I'm a little bothered with the inconsistency in notation of electric potential (V) and potential difference (ΔV) because they're apparently used synonymously... but what really confuses me more is that I've seen absolute value around ΔV sometimes. It may not matter (theoretically or mathematically) but I'd appreciate if somebody could clear it up for me!
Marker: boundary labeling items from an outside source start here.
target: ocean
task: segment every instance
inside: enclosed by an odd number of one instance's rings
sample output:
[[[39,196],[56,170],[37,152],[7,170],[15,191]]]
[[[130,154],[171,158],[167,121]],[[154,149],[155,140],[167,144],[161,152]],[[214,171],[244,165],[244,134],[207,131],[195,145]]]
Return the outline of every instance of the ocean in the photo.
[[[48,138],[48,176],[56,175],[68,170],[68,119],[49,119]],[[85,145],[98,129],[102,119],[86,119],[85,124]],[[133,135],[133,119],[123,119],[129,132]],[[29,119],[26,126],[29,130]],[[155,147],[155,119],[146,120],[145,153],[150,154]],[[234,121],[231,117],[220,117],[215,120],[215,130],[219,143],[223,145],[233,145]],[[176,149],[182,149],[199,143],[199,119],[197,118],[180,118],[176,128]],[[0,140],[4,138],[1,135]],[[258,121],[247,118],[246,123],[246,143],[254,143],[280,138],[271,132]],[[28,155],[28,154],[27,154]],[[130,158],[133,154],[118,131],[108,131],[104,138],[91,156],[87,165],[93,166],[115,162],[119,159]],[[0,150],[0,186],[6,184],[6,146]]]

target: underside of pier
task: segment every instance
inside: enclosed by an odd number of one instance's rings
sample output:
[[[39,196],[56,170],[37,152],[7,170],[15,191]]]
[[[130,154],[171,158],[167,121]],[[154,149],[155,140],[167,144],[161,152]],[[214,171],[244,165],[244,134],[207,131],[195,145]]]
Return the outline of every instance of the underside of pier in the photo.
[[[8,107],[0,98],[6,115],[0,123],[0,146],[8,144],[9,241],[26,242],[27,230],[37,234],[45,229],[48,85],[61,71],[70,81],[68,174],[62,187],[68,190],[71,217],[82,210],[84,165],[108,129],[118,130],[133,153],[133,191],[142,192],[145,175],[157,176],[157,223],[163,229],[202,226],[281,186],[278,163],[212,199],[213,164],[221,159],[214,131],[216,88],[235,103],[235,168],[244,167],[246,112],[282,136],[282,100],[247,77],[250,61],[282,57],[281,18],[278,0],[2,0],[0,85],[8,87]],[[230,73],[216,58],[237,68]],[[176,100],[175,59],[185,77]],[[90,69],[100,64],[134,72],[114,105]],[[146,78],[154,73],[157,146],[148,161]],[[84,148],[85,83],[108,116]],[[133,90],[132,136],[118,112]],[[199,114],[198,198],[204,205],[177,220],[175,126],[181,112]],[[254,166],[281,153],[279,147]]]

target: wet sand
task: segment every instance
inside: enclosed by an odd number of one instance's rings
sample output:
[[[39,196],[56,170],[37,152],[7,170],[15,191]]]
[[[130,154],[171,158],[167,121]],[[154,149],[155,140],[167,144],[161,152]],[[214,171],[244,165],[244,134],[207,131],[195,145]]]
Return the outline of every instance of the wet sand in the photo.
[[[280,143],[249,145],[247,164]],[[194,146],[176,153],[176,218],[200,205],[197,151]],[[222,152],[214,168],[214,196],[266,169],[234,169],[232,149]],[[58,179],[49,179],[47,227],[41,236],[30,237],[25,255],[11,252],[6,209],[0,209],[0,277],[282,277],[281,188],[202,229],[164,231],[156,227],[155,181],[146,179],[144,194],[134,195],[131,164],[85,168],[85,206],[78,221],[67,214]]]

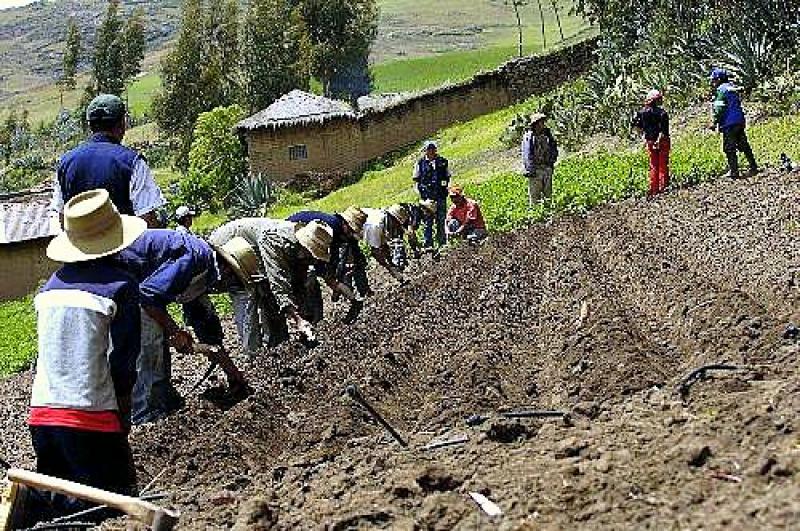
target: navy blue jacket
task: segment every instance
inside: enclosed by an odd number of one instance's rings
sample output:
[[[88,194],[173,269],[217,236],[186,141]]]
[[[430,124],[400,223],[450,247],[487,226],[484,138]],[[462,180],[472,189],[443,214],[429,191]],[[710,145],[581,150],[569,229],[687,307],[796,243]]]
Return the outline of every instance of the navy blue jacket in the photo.
[[[441,201],[447,199],[447,188],[450,186],[449,162],[438,155],[434,162],[435,165],[432,166],[426,157],[419,159],[414,180],[417,182],[420,198]]]
[[[76,195],[103,188],[120,214],[134,215],[131,177],[139,155],[102,133],[65,153],[58,164],[58,182],[64,203]]]
[[[211,246],[196,236],[169,229],[144,231],[131,246],[120,251],[117,261],[139,281],[142,306],[166,308],[186,292],[198,275],[206,274],[197,296],[219,279]]]

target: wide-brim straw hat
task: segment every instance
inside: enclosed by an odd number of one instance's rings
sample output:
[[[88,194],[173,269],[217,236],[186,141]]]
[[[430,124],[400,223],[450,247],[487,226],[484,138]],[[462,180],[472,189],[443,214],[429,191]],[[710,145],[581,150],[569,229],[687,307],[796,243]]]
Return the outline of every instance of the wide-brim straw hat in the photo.
[[[401,204],[394,204],[386,209],[386,212],[400,222],[401,225],[408,223],[408,209]]]
[[[245,286],[251,286],[260,277],[258,256],[246,239],[236,236],[225,245],[215,246],[214,250],[231,266],[233,272]]]
[[[300,245],[311,253],[311,256],[322,262],[330,262],[331,243],[333,242],[331,227],[315,220],[308,225],[297,225],[294,235]]]
[[[56,262],[85,262],[112,255],[131,245],[147,230],[147,223],[122,216],[106,190],[76,195],[64,207],[64,232],[47,246]]]
[[[420,201],[419,207],[428,212],[428,214],[436,214],[436,201],[433,199],[425,199]]]
[[[341,216],[354,233],[361,234],[364,230],[364,224],[367,222],[367,213],[360,208],[349,207],[342,212]]]
[[[528,125],[538,124],[539,122],[542,122],[544,120],[547,120],[546,114],[540,112],[533,113],[531,117],[528,119]]]
[[[661,93],[660,90],[653,89],[647,93],[647,96],[644,99],[645,105],[650,105],[655,101],[661,101],[664,99],[664,95]]]

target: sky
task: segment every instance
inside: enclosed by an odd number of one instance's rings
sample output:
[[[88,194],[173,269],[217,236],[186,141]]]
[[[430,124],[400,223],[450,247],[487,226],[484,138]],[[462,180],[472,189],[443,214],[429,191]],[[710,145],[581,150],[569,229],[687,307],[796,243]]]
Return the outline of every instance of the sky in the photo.
[[[0,0],[0,9],[32,4],[35,0]]]

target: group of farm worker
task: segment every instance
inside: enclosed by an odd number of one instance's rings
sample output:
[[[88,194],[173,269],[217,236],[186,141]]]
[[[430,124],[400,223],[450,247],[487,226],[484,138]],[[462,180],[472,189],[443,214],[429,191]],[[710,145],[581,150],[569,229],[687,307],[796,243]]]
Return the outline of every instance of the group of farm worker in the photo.
[[[406,242],[419,258],[454,238],[486,236],[480,207],[451,185],[447,160],[432,142],[414,169],[417,202],[298,212],[286,220],[237,219],[207,240],[193,234],[196,213],[183,206],[175,212],[177,228],[169,230],[156,215],[165,200],[146,161],[121,144],[122,100],[100,95],[86,118],[92,135],[61,157],[54,183],[52,209],[63,230],[47,256],[63,265],[34,299],[38,356],[28,424],[43,474],[135,494],[130,426],[183,406],[171,381],[170,347],[202,354],[209,371],[224,371],[227,386],[218,399],[232,403],[251,392],[222,346],[223,327],[209,294],[230,295],[247,354],[285,340],[313,347],[314,325],[323,316],[318,278],[333,299],[350,300],[345,323],[373,294],[362,239],[402,283]],[[416,239],[421,225],[422,248]],[[173,303],[182,306],[184,325],[168,311]],[[48,495],[30,518],[83,506]]]
[[[747,120],[739,89],[722,68],[712,70],[710,82],[714,99],[713,122],[709,127],[722,134],[722,151],[728,163],[726,176],[734,179],[740,176],[739,153],[743,153],[747,159],[750,174],[758,173],[758,164],[747,140]],[[661,91],[651,90],[645,97],[644,107],[631,122],[632,127],[641,132],[650,160],[649,197],[664,192],[669,185],[669,115],[663,104],[664,95]],[[549,199],[553,191],[553,170],[558,159],[558,145],[545,126],[545,121],[544,114],[532,115],[528,130],[522,136],[523,171],[528,179],[528,200],[531,207],[543,198]]]
[[[713,121],[709,128],[722,134],[722,151],[728,163],[727,177],[736,179],[739,172],[739,153],[743,153],[749,164],[751,175],[758,173],[753,148],[747,140],[747,120],[739,89],[731,83],[728,72],[715,68],[710,76],[714,90],[712,102]],[[636,113],[632,125],[642,132],[650,158],[649,196],[663,192],[669,184],[670,135],[669,115],[664,110],[664,96],[659,90],[651,90],[644,101],[644,108]]]

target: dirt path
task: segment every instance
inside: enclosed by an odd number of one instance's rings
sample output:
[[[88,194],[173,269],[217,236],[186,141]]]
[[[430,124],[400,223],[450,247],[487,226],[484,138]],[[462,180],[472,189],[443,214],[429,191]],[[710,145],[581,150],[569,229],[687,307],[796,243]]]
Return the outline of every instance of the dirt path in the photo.
[[[258,392],[233,410],[190,400],[137,429],[142,483],[168,469],[160,489],[186,529],[790,527],[797,197],[797,174],[720,182],[425,262],[356,325],[326,322],[319,349],[248,362]],[[682,399],[709,363],[741,369]],[[188,388],[198,362],[179,365]],[[351,382],[410,449],[352,406]],[[0,383],[5,457],[22,465],[28,385]],[[569,418],[465,422],[526,407]]]

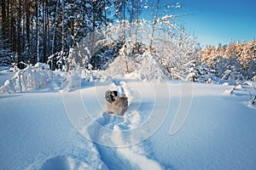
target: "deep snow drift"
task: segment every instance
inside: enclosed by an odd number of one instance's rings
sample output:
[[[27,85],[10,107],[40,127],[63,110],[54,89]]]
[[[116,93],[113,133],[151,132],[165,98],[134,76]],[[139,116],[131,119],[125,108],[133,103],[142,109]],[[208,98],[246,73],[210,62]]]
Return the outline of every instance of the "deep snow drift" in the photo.
[[[128,75],[1,94],[0,169],[255,169],[255,89],[232,88]],[[104,111],[108,89],[127,94],[124,117]]]

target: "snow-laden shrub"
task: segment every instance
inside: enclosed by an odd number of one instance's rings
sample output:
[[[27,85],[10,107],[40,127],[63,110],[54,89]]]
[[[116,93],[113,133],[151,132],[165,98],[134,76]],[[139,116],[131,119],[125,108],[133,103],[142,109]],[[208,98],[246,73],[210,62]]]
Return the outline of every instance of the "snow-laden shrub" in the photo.
[[[142,55],[142,58],[137,70],[142,79],[148,81],[161,81],[166,79],[166,75],[162,71],[158,60],[150,51],[145,52]]]
[[[34,66],[18,70],[15,76],[1,87],[0,93],[21,93],[30,89],[39,89],[47,87],[53,80],[54,74],[49,66],[38,63]]]
[[[105,76],[102,71],[81,69],[79,65],[75,70],[62,74],[61,88],[64,91],[72,91],[81,88],[82,83],[88,82],[110,82],[111,76]]]
[[[114,76],[119,74],[127,74],[137,70],[136,62],[132,57],[133,43],[126,43],[119,49],[119,56],[109,65],[105,71],[107,75]]]

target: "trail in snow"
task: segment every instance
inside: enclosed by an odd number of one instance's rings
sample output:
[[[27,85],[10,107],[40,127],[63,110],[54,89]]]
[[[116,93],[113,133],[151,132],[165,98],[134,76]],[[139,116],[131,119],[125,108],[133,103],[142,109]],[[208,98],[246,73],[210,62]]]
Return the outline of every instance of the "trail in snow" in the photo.
[[[119,94],[125,94],[129,99],[130,106],[132,105],[133,101],[138,96],[132,96],[133,92],[127,86],[125,82],[113,82],[109,87],[112,90],[117,90]],[[86,128],[89,136],[93,141],[101,141],[102,139],[109,140],[108,144],[113,144],[116,146],[125,145],[125,140],[129,140],[131,136],[124,134],[124,131],[130,130],[134,123],[132,116],[139,115],[137,110],[133,110],[136,108],[138,101],[135,102],[135,105],[125,114],[124,116],[116,116],[103,112],[96,121]],[[139,106],[138,105],[137,106]],[[108,128],[113,132],[106,137],[104,129]],[[109,169],[121,170],[121,169],[162,169],[161,165],[155,160],[149,158],[145,153],[145,148],[137,145],[125,146],[125,147],[111,147],[95,143],[96,148],[101,155],[103,162]]]

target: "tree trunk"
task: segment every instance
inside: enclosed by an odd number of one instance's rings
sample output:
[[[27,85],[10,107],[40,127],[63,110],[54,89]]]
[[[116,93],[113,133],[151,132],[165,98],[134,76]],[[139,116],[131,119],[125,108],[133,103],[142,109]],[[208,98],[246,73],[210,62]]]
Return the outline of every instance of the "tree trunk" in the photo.
[[[134,54],[135,54],[135,59],[137,56],[137,27],[138,27],[138,15],[139,15],[139,5],[138,5],[138,1],[136,1],[136,26],[135,26],[135,50],[134,50]]]
[[[156,1],[156,9],[155,9],[154,16],[153,26],[152,26],[151,40],[150,40],[150,43],[149,43],[150,51],[153,50],[152,44],[153,44],[153,38],[154,38],[155,25],[156,25],[156,22],[157,22],[156,20],[157,20],[158,10],[159,10],[159,0]]]

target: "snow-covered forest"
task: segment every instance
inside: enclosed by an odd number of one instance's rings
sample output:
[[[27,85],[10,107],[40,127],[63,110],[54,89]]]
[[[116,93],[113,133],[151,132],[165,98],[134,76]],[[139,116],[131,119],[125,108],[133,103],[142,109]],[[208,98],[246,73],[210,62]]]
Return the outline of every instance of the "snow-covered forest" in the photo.
[[[256,169],[256,39],[161,2],[1,1],[1,170]]]
[[[253,78],[255,40],[201,48],[183,26],[185,14],[180,3],[159,1],[3,1],[1,65],[111,70],[116,60],[124,69],[114,71],[128,73],[148,71],[142,68],[154,60],[150,65],[171,79]]]

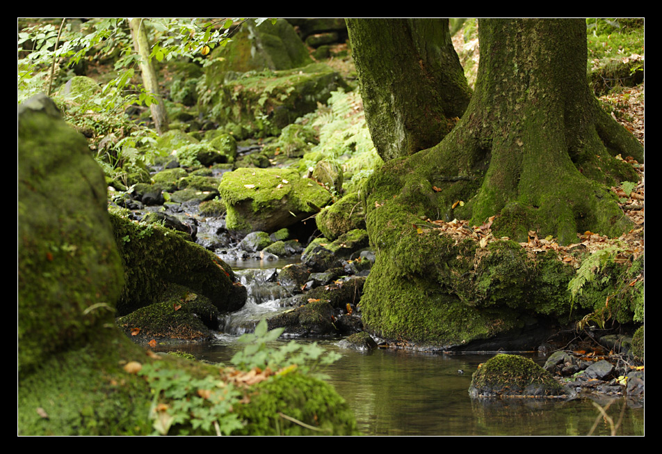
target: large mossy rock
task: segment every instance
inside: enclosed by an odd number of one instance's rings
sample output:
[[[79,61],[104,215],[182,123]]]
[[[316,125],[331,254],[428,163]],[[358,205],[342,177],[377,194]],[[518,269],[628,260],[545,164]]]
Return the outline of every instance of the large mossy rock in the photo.
[[[18,110],[18,359],[30,369],[107,318],[123,283],[106,185],[45,96]],[[93,309],[93,308],[97,308]]]
[[[497,354],[481,364],[471,377],[472,397],[558,397],[565,390],[549,372],[528,358]]]
[[[142,349],[113,327],[122,262],[103,172],[44,95],[18,109],[19,435],[149,433]]]
[[[206,75],[208,84],[211,85],[222,82],[228,71],[289,70],[312,63],[294,28],[282,19],[275,24],[265,21],[259,25],[248,21],[232,37],[230,45],[216,47],[210,56],[212,63]]]
[[[366,212],[357,192],[352,192],[324,208],[315,217],[317,228],[329,240],[335,240],[355,228],[366,228]]]
[[[255,136],[277,136],[340,88],[347,84],[339,73],[323,63],[312,63],[293,70],[235,75],[214,87],[209,105],[221,125],[241,124]]]
[[[237,311],[245,303],[246,289],[234,282],[229,265],[189,241],[185,233],[115,213],[111,220],[126,281],[117,302],[118,315],[158,302],[174,284],[204,295],[222,313]]]
[[[223,174],[218,191],[227,208],[227,228],[243,235],[293,225],[332,199],[316,182],[284,169],[238,169]]]
[[[123,272],[103,173],[45,96],[19,107],[17,161],[18,435],[152,434],[150,408],[161,389],[150,388],[141,368],[216,380],[223,371],[147,352],[116,327]],[[233,409],[241,435],[357,433],[333,389],[296,371],[244,392],[250,399]],[[190,423],[172,428],[185,431],[216,433]]]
For the following three equations, does it matter if the absolute value of ΔV is taken? Also, why?
$\Delta V=-\int_{a}^{b}\vec{E}\cdot \mathrm{d}\vec{l}$

$C=\frac{Q}{\Delta V}$

$U_{C}=\frac{1}{2}Q\Delta V=\frac{1}{2}C\Delta V^{2}$

For the latter two, I thought that ΔV would have to be positive even without the absolute value since it deals with capacitance... I don't think negative capacitance is possible? But for the first one, it doesn't seem to make sense to take the absolute value of ΔV since the negative of the integral of the field is taken.

2. Feb 27, 2012

### rcgldr

Last edited: Feb 27, 2012
3. Feb 28, 2012

### Philip Wood

ΔV or V ?
In all cases you've quoted, ΔV is a more logically correct choice than V, because where you take the zero of potential is irrelevant. But in the last two cases, as in much work with electric circuits, people tend to use just V. Apart from avoiding clumsiness, this frees up ΔV to use in a different sense, for example in the contexts of p.d.changing with time.

ΔV or |ΔV| ?
rcgldr has, I think, hit the nail on the head for C = Q/ΔV (or C = Q/V !). You may use the signed value of $\Delta$V, as long as you mean by$\Delta$V the change in potential going from the plate A to plate B, and by Q you mean the charge on plate B, for an arbitrary choice of which plate you're calling 'A' and which, 'B'. But C = |Q|/|$\Delta$V| would be equally good.

For your energy formula, it clearly doesn't matter whether you regard $\Delta$V as signed or not, since you're squaring it.